Default tool for plotting in Python is `matplotlib`. It is great, however, in many cases it requires a messy (as opposed to tidy) input. For instance, we could easily plot a ~~barplot~~ boxplot (never use barplots if you can help it) from the untidy dataset:

In [None]:
untidy_complex

In [None]:
plt.boxplot(untidy_complex.values)
plt.plot()

In [None]:
tidy_complex

Plotting tidy datasets with matplotlib is not so easy. Of course you can always transform the tidy to untidy (e.g. using `pivot_table` function), but it wastes time and can be tedious in case of multidimensional data.

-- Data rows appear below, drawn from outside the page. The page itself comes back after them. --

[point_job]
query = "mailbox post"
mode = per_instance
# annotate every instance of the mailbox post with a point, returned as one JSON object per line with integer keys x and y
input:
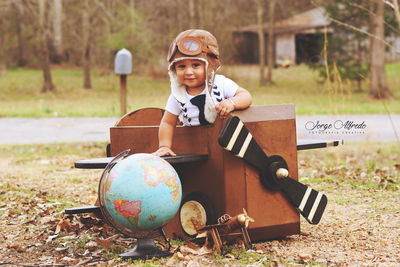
{"x": 123, "y": 67}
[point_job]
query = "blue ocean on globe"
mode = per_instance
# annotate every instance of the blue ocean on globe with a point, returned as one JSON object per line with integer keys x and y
{"x": 142, "y": 192}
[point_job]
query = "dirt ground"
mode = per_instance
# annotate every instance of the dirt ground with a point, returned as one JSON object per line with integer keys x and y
{"x": 361, "y": 225}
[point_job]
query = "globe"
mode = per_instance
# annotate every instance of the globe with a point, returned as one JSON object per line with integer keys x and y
{"x": 139, "y": 193}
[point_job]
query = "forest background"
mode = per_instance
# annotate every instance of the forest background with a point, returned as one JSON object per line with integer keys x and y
{"x": 87, "y": 34}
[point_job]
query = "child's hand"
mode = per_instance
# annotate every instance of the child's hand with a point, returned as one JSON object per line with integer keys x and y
{"x": 164, "y": 151}
{"x": 225, "y": 107}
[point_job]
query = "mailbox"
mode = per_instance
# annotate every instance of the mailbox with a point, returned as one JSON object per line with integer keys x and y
{"x": 123, "y": 62}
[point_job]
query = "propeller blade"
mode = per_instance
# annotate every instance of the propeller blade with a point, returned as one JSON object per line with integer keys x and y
{"x": 310, "y": 203}
{"x": 236, "y": 138}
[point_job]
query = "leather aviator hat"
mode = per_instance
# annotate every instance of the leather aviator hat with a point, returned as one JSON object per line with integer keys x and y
{"x": 201, "y": 45}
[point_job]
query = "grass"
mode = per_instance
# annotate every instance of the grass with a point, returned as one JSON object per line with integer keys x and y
{"x": 20, "y": 92}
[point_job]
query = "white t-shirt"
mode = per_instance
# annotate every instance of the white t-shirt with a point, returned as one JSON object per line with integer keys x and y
{"x": 189, "y": 113}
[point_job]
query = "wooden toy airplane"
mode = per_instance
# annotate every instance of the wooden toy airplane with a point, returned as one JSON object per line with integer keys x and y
{"x": 215, "y": 181}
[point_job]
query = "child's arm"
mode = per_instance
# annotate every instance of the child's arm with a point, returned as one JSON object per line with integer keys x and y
{"x": 241, "y": 100}
{"x": 165, "y": 135}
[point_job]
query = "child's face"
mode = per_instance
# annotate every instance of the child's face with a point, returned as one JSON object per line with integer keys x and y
{"x": 191, "y": 72}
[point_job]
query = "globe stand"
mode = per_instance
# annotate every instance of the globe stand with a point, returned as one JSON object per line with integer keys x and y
{"x": 145, "y": 249}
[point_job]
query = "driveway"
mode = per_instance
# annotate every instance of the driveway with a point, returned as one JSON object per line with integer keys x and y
{"x": 350, "y": 128}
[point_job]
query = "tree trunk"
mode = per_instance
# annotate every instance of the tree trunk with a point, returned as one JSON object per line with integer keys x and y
{"x": 261, "y": 40}
{"x": 86, "y": 45}
{"x": 271, "y": 39}
{"x": 19, "y": 10}
{"x": 378, "y": 85}
{"x": 57, "y": 31}
{"x": 45, "y": 61}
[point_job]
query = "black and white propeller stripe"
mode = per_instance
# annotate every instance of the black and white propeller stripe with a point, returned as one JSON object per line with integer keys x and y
{"x": 236, "y": 138}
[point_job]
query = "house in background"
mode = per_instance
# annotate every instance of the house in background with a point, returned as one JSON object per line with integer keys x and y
{"x": 297, "y": 38}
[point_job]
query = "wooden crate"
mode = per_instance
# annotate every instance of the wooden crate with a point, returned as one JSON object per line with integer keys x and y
{"x": 229, "y": 182}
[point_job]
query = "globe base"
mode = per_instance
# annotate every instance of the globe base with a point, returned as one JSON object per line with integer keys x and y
{"x": 145, "y": 249}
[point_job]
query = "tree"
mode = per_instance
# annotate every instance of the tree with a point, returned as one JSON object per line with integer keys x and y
{"x": 19, "y": 11}
{"x": 57, "y": 40}
{"x": 86, "y": 45}
{"x": 378, "y": 85}
{"x": 271, "y": 39}
{"x": 44, "y": 49}
{"x": 346, "y": 47}
{"x": 261, "y": 40}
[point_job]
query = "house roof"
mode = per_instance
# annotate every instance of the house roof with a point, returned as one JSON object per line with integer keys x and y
{"x": 314, "y": 19}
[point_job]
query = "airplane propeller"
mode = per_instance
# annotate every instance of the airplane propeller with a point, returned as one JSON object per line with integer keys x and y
{"x": 273, "y": 170}
{"x": 244, "y": 219}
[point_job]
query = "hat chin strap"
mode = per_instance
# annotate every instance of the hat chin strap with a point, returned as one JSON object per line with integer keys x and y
{"x": 178, "y": 90}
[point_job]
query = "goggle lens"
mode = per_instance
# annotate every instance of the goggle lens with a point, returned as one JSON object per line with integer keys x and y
{"x": 191, "y": 45}
{"x": 188, "y": 45}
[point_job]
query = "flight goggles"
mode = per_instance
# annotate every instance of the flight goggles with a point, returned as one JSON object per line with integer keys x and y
{"x": 189, "y": 46}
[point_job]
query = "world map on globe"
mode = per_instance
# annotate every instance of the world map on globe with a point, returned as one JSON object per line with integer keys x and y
{"x": 142, "y": 192}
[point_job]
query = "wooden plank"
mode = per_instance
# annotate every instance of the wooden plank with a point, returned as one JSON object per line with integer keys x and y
{"x": 101, "y": 163}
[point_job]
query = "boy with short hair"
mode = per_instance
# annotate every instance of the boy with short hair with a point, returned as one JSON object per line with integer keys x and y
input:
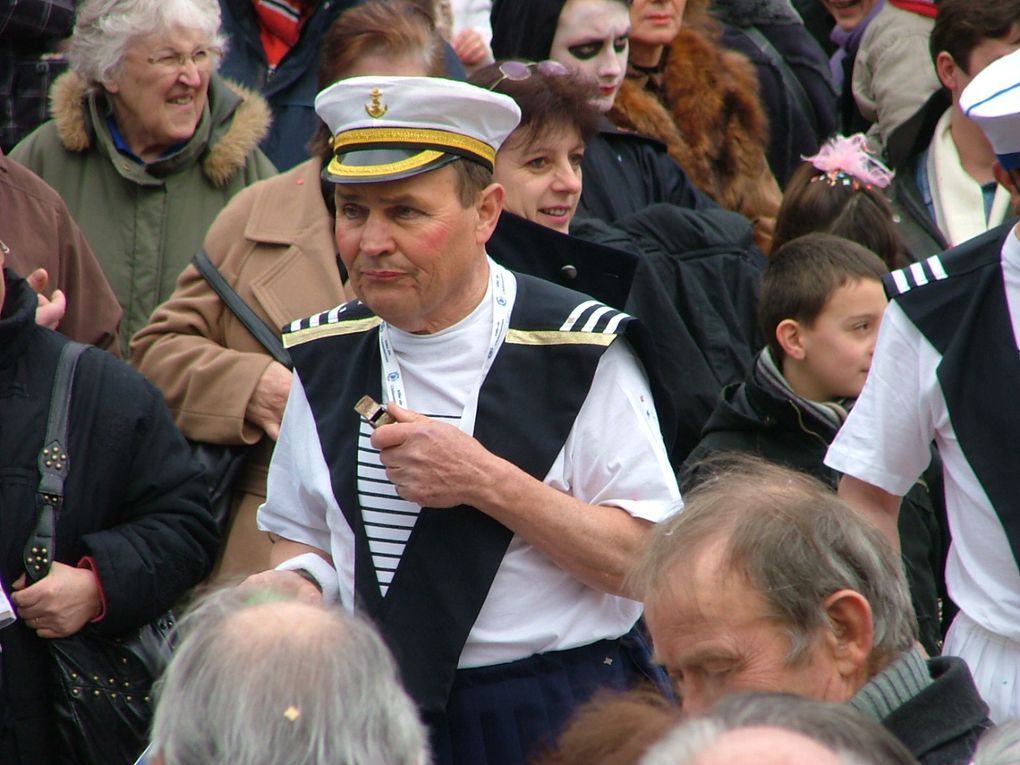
{"x": 820, "y": 306}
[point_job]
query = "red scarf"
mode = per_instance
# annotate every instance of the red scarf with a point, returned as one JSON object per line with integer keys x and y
{"x": 279, "y": 23}
{"x": 921, "y": 7}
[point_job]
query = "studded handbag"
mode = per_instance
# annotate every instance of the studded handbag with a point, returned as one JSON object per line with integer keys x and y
{"x": 100, "y": 684}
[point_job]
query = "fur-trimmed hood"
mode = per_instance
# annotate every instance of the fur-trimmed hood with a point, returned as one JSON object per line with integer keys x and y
{"x": 712, "y": 121}
{"x": 241, "y": 119}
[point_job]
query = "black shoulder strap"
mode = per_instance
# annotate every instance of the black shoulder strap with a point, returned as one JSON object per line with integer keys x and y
{"x": 794, "y": 85}
{"x": 264, "y": 334}
{"x": 54, "y": 463}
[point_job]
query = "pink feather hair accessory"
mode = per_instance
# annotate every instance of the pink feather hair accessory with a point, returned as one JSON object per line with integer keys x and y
{"x": 845, "y": 160}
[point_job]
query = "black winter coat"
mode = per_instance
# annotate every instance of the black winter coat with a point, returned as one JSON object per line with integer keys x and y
{"x": 708, "y": 268}
{"x": 624, "y": 172}
{"x": 752, "y": 418}
{"x": 625, "y": 281}
{"x": 941, "y": 725}
{"x": 134, "y": 501}
{"x": 905, "y": 150}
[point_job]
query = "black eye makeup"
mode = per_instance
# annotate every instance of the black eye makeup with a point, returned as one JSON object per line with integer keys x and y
{"x": 585, "y": 51}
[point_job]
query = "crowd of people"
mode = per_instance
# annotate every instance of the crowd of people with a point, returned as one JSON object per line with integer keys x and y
{"x": 616, "y": 381}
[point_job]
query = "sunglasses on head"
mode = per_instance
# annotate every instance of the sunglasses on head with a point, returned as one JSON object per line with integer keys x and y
{"x": 519, "y": 70}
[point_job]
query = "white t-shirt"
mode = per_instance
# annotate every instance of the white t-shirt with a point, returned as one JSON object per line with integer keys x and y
{"x": 884, "y": 442}
{"x": 614, "y": 455}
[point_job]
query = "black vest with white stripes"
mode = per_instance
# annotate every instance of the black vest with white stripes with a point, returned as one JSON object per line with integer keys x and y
{"x": 443, "y": 561}
{"x": 958, "y": 302}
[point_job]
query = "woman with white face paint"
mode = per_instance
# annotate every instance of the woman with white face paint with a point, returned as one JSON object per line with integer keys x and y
{"x": 624, "y": 172}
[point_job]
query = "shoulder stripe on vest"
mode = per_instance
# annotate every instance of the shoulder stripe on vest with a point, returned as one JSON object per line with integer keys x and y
{"x": 593, "y": 316}
{"x": 557, "y": 338}
{"x": 308, "y": 334}
{"x": 919, "y": 273}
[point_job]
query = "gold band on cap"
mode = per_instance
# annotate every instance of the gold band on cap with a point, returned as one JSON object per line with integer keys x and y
{"x": 339, "y": 169}
{"x": 435, "y": 139}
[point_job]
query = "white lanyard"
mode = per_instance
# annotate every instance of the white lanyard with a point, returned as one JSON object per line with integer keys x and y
{"x": 393, "y": 379}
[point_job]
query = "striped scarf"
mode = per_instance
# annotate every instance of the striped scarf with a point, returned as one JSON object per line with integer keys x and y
{"x": 279, "y": 24}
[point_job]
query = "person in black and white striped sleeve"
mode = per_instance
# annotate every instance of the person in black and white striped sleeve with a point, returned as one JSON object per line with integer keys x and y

# Seaborn: plotting tidy data
`seaborn` ([website](https://seaborn.pydata.org/index.html)) is a visualization package developed on top of `matplotlib`, and it is made specifically for working with tidy data, and creating very appealing figures. It has extensive [gallery](https://seaborn.pydata.org/examples/index.html) with lots of examples and a very good and concise [tutorial](https://seaborn.pydata.org/tutorial.html). Because it is build on top of `matplotlib`, you can still use `matplotlib` to tweak and adjust things, which is great.

In [None]:
import seaborn as sns

In [None]:
tidy_complex

In [None]:
sns.boxplot(data=tidy_complex, x='treatment', y='IgG_level', hue='hour', width=0.3)

In [None]:
births = pd.read_csv('data/births.csv')
births = births.loc[births.day.notnull()]
births = births.loc[births.births>1000]
births['day'] = pd.to_numeric(births.day)
births['month'] = pd.to_numeric(births.month)
births['year'] = pd.to_numeric(births.year)
print(births.shape)
births.head()

Note that because `seaborn` is built on top of `matplotlib`, we can use `matplotlib` to tweak the plots (uncomment the last 2 lines to rotate the X axis labels)

In [None]:
sns.boxplot(data=births, x='year', y='births')
# plt.xticks(rotation='vertical')
# plt.show()

In [None]:
sns.swarmplot(data=births.loc[births.day==1], x='gender', y='births')
plt.xticks(rotation='vertical')

In [None]:
sns.factorplot(data=births,x='year',y='births',kind='point')
plt.xticks(rotation='vertical')

In [None]:
sns.factorplot(data=births,x='year',y='births',kind='point',hue='gender')
plt.xticks(rotation='vertical')

In [None]:
sns.factorplot(data=births.loc[births.day<=3], x='year', y='births', kind='point', hue='gender', row='day')
plt.xticks(rotation='vertical')

In [None]:
sns.factorplot(data=births.loc[births.day<=3], x='month', y='births', kind='point', col='gender', hue='day')

# Conclusions
#### Considering that
- Tidying dataset can be a bit of work
- Tidy dataset are sometimes difficult to look at (too long or too wide)

#### However
- If use have a tidy dataset and tidy tools, any analysis becomes equally easy. With messy datasets, only some analysis is easy, while others are difficult.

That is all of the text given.